The other thing I did was finally get to visit with my friend Patrick Beja. He’s a podcaster, and he was sort of hosting a meetup of podcasters and their listeners in a bar in the middle of Paris, and he kindly invited me along. This was phenomenal — since I’ve been here in town, I haven’t actually talked with anyone for more than 30 seconds or so. Most of my conversations, as I believe I’ve related here already, have basically been like that quick chat with the cashier above.
So it was great to finally talk to Patrick for a while — he of course is way smarter than me, and knows French and English well, so we had a good chat about what we’ve been up to lately. I also got to hang around with he and his fellow podcasters, and I spent a lot of time just listening to them speak in French, discussing — well, I’m sorry to say I mostly don’t know. I didn’t want to bother Patrick talking to his friends, though I did really appreciate being around them, and just feeling like I belonged for a little bit. That sounds pathetic, I guess, but putting myself in a completely foreign country alone for a week may have had slightly more of an effect on me than I guessed it would. I’m not bawling my eyes out, but it’s been educational.
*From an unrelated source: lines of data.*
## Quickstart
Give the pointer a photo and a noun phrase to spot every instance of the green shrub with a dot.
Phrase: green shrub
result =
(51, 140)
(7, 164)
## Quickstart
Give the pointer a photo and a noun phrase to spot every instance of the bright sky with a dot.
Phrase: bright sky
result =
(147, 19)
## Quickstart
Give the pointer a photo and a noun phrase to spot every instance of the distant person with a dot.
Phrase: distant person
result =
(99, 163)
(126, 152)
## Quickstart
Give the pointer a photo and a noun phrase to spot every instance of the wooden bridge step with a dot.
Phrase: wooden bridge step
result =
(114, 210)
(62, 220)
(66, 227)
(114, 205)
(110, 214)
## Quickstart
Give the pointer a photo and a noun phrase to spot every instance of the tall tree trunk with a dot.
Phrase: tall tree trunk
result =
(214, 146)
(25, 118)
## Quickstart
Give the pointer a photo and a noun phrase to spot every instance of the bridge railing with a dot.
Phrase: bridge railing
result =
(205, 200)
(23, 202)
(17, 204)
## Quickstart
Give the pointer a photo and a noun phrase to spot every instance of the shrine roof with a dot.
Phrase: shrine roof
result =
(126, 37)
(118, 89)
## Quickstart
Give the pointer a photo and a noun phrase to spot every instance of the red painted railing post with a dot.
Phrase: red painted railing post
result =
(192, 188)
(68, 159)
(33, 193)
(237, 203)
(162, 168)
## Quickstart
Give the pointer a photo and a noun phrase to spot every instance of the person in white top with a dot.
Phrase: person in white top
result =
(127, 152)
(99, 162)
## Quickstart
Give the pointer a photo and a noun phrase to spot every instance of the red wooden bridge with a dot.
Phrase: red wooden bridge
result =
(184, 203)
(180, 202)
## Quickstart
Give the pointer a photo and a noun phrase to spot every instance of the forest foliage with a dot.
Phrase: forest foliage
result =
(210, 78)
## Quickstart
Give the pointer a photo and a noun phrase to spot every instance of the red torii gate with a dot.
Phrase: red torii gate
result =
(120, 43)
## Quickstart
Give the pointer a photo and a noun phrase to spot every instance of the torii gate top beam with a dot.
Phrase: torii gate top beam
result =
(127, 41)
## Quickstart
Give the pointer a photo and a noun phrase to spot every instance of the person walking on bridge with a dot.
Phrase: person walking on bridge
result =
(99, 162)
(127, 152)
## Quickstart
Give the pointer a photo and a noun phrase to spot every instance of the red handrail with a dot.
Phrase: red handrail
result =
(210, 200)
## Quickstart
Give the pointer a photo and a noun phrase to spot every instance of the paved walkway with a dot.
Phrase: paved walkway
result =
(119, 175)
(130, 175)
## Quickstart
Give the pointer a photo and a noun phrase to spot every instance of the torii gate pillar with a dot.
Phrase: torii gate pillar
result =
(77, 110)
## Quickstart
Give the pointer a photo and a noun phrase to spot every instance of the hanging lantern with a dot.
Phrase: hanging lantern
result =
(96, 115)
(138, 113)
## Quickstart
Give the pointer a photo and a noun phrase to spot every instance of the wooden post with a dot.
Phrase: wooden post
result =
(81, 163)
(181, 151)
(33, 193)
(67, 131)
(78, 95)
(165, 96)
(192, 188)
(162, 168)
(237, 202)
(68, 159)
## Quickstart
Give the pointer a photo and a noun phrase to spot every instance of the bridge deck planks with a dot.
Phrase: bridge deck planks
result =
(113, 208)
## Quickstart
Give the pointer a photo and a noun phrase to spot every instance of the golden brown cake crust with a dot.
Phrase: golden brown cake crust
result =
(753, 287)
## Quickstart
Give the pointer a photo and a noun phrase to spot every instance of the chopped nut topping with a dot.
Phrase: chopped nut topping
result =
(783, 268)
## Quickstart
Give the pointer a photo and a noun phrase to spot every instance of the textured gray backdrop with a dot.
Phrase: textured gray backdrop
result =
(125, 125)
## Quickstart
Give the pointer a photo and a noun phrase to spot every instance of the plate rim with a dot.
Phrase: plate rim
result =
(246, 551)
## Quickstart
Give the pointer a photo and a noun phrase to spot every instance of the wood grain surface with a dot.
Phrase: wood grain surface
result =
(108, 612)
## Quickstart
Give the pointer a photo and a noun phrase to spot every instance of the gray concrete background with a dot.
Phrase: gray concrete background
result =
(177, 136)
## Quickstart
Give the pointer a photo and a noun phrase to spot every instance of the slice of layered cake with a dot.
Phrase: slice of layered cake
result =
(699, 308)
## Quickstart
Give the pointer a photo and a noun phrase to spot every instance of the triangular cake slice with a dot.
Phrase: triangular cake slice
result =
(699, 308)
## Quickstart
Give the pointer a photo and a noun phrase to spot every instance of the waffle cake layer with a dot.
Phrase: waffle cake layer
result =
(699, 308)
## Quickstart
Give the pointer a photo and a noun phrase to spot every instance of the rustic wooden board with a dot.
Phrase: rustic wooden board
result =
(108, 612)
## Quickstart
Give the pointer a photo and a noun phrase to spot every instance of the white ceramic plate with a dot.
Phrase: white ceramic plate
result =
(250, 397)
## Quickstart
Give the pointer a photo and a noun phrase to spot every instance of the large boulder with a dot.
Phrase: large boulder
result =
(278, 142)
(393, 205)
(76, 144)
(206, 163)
Another thing that’s been educational is trying to speak, even in English, to someone from Paris here. I did have a few conversations last night with people that I met, and even when we did understand each other, I found myself thinking twice about everything I said, working hard to make my meaning clear rather than just talking. As I told Patrick last night, I am a writer. Language is my number one tool. And being deprived of it, or even hampered by it, is an interesting experience for me.
I’ve never been the kind of person to really walk up to random strangers and start talking, even in the US, but I have always prided myself on being witty and urbane when I needed to be. In a foreign country, however, all of that seems to go out the window. My main goal is just understanding, and even that fails most of the time. Riding home on the train last night, I was just putting my ticket into the turnstile, and a girl (French women are almost universally exceptionally gorgeous, by the way) whose ticket had just not worked in the turnstile next to me, stopped me and asked me something in French, pointing at my ticket and then the turnstile.
I thought she was asking me where I got my ticket from — I told her, in English, “No, I can’t help. You’ll have to go to the information booth over there,” and I shooed her in that general direction. She gave me a shocked look, like I was crazy. “Are you serious?” her look asked. I didn’t understand, I apologized again, and went through the gate.
Only later did it occur to me that this pretty and probably very nice woman was asking if she could duck through the turnstile after me, asking if she could jump in on my ticket rather than buying another one. Of course I would have let her — I’ve given the Paris Metro system plenty of money this week, probably way more than I should have. Instead, I pointed her to the local authorities like a chump. I could have been witty, I could have been urbane, I could have shared something with this girl, our own little secret against the (French) Man trying to make us pay for the Metro.
But nope, I ruined the whole thing. Maybe when I get back to the US, if something similar ever happens, I’ll remember this little episode. And instead of painfully rendering myself inexpressible, I’ll get her meaning, give her a wink and wave forward, and lead her on through the gate with me.
Posted on Sunday, April 15th, 2012 at 6:23 am. Filed under general.